Are you concerned about cybersecurity? You should be. The number of online scams is growing. Find out about BEC/EAC scams and how to protect yourself!
In an urgent public service announcement, the US government cautioned businesses and individuals to be aware of insidious online email scams. This warning addresses both BEC scams, focusing on company emails, and EAC scams which are similar in scope, but attack the email accounts of individuals. While both have been around for several years, there has been a severe uptick in related losses. Between May 2018 and July 2019, the number of global cases doubled. As of July of this year, reports show there were a total of 69,384 US-based victims accounting for over $10 billion in losses.
Atlanta IT support company, 360 Smart Networks shares insights into how these scams work.
How Does the BEC/EAC Scam Work?
BEC/EAC cyber attacks begin when a scammer finds a way to compromise the victim's email account. This occurs most often through social engineering. Once the cybercriminal gains control of a legitimate account, the first part of the scam is complete. From that point on, the scammer is able to intercept all communication to and from the email address as well as to utilize the email account to send emails to others. In the case of BEC, the cybercriminal will often use the hijacked email account to target employees of the company in an attempt to harvest Personally Identifiable Information (PII) or Wage and Tax Statements (W-2) by posing as the company's HR department.
Not all scammers are content with simply gathering confidential data from businesses. Companies that routinely pay overseas suppliers through online money transfers may find themselves receiving additional bank transfers. These requests appear to originate from the supplier, but in truth, they are generated by the cybercriminals who direct these payments to their own bank accounts. Alternatively, a cybercriminal who controls a business email account may order through a trusted vendor of the company, and request shipment to a different location.
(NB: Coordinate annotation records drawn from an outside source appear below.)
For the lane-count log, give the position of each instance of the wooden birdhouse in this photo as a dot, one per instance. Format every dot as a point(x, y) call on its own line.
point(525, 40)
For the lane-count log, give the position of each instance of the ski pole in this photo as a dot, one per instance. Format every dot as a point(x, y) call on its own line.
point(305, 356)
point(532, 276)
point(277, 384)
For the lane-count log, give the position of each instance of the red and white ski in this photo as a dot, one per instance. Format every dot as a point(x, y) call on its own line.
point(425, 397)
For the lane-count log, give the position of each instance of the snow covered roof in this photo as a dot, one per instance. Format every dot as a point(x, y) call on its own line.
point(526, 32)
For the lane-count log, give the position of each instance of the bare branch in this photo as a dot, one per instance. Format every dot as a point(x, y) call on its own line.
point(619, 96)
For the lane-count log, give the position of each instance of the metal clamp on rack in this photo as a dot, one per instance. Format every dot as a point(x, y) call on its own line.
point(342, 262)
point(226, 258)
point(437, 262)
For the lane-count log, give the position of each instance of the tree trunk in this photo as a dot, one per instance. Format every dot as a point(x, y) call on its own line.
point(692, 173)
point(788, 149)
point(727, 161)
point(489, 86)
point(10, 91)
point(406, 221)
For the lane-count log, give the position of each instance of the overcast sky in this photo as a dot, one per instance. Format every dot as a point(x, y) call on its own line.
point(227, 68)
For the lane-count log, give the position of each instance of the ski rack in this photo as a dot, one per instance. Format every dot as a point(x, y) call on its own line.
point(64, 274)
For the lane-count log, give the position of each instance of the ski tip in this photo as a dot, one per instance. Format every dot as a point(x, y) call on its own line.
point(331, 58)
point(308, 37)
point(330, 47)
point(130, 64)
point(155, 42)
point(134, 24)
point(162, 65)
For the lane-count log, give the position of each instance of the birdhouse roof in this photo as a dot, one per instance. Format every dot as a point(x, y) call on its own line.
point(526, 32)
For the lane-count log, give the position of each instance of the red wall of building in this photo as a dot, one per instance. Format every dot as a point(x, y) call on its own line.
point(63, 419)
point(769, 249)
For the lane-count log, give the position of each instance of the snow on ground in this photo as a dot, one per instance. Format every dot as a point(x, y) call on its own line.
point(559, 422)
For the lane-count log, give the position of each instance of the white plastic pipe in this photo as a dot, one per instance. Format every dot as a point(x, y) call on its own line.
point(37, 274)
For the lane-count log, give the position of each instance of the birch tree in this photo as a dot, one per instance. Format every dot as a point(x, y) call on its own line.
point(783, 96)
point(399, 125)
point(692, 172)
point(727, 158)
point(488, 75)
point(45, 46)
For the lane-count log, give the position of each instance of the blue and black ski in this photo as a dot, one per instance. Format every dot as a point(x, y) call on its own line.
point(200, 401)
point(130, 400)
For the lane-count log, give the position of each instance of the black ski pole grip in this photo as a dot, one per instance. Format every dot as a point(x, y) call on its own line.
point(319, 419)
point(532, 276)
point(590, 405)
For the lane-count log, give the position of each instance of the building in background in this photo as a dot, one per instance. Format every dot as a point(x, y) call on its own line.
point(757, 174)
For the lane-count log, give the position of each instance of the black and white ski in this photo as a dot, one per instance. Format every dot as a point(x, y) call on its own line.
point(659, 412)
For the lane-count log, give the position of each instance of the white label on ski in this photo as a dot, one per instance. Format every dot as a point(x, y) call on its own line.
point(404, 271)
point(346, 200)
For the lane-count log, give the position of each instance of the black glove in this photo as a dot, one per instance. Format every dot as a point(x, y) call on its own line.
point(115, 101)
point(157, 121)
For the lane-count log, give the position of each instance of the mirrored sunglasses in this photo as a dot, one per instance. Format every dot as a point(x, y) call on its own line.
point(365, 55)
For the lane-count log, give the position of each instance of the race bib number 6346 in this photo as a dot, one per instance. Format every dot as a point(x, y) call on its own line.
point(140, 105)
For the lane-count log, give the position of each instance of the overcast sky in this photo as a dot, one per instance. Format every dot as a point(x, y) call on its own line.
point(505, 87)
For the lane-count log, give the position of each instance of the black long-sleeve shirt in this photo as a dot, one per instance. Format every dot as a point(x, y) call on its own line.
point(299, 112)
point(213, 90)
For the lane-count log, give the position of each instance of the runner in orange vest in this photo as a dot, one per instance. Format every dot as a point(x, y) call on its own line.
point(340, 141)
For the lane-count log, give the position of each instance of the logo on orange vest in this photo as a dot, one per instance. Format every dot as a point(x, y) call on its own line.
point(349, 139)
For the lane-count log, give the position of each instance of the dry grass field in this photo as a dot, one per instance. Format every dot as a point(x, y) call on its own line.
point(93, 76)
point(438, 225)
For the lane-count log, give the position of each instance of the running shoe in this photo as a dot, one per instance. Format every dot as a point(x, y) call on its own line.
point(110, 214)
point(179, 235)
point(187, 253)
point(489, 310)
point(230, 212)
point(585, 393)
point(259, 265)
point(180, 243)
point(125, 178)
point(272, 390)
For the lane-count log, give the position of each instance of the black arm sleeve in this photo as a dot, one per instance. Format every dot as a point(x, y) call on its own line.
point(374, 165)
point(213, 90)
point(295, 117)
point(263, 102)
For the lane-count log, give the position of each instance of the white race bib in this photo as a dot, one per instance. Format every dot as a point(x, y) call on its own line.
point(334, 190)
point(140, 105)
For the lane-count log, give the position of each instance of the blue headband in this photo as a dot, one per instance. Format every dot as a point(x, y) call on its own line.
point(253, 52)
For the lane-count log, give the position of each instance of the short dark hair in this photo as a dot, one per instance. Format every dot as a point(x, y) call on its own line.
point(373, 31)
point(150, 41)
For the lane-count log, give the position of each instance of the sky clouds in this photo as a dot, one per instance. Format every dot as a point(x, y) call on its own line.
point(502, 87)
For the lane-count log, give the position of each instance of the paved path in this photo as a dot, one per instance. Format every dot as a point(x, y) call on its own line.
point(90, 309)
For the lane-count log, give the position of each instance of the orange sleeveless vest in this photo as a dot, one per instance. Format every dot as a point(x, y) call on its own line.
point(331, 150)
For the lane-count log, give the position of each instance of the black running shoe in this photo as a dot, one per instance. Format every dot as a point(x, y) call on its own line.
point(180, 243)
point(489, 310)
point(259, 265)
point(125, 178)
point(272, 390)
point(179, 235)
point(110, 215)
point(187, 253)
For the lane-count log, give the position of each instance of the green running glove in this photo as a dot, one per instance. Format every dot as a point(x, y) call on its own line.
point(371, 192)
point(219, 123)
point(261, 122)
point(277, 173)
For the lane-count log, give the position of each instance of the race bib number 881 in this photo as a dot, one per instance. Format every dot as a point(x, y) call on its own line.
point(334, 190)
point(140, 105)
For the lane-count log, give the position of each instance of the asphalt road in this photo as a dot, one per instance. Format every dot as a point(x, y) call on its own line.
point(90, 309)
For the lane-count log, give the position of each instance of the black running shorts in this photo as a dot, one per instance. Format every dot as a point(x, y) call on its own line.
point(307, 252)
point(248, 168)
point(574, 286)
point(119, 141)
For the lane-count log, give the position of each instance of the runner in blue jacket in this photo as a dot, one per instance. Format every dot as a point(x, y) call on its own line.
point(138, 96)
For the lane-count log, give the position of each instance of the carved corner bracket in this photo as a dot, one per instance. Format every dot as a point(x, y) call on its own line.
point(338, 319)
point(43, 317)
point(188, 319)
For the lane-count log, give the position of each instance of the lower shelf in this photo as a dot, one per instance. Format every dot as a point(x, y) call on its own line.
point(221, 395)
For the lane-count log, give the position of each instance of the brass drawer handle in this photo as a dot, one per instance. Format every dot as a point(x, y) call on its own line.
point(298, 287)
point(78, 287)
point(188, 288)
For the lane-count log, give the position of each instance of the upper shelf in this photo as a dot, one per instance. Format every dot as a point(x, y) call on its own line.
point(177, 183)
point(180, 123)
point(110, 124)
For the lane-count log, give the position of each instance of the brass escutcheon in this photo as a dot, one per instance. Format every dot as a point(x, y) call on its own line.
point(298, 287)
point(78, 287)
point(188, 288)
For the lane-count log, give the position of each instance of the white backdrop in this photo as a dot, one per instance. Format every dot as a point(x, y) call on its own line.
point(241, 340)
However, companies that do not directly work with overseas suppliers are not immune from BEC scams. A different method of conning businesses is for the scammer to create an email from the business account he controls requesting funding from an employee at a company. The recipient of the letter will then transfer the funds to an account controlled by the cybercriminal
Individuals who fall victim to this scam may encounter requests for money transfers concerning investments, travel, or overseas purchases. A popular ploy is for scammers to represent themselves as attorneys or their staff, and to contact individuals who are currently involved in legitimate legal matters, and request additional funds to cover legal expenses.
What Can You Do to Protect Your Business and Yourself?
The problem is that these scams all seem legit at first, and it can be tough to identify them as a fraud. But you don't have to be the next victim. These tips can help:
Never use a free email server for business. Invest in a paid email server which typically has better security to protect you, and will be more responsive if you discover a breach.
Be wary of any transfer request emphasizing a quick response. Many scammers ask for a swift turnaround to prevent you from investigating if it is an authentic request.
Always confirm any request using a secondary method of communication. Pick up the phone and calling the person who made the request is perhaps the quickest and most foolproof way to avoid transfer money to a scammer.
Don't reply to emails and avoid links. Instead of hitting the 'reply' button, click on the 'forward' one. Then you can type the recipient's correct email address. This will protect you from email spoofs.
Watch what you include in your social media and business website. Exposing too much information such as the name of your immediate boss or the email address of the company's vendor managers can provide cybercriminals with just enough real information to convince you their requests are authentic.
Be sure to protect yourself as best you can, but if you believe someone is trying to scam you, don't keep it to yourself. Contact the cybersecurity team at your company immediately. You can also file a BEC complaint online.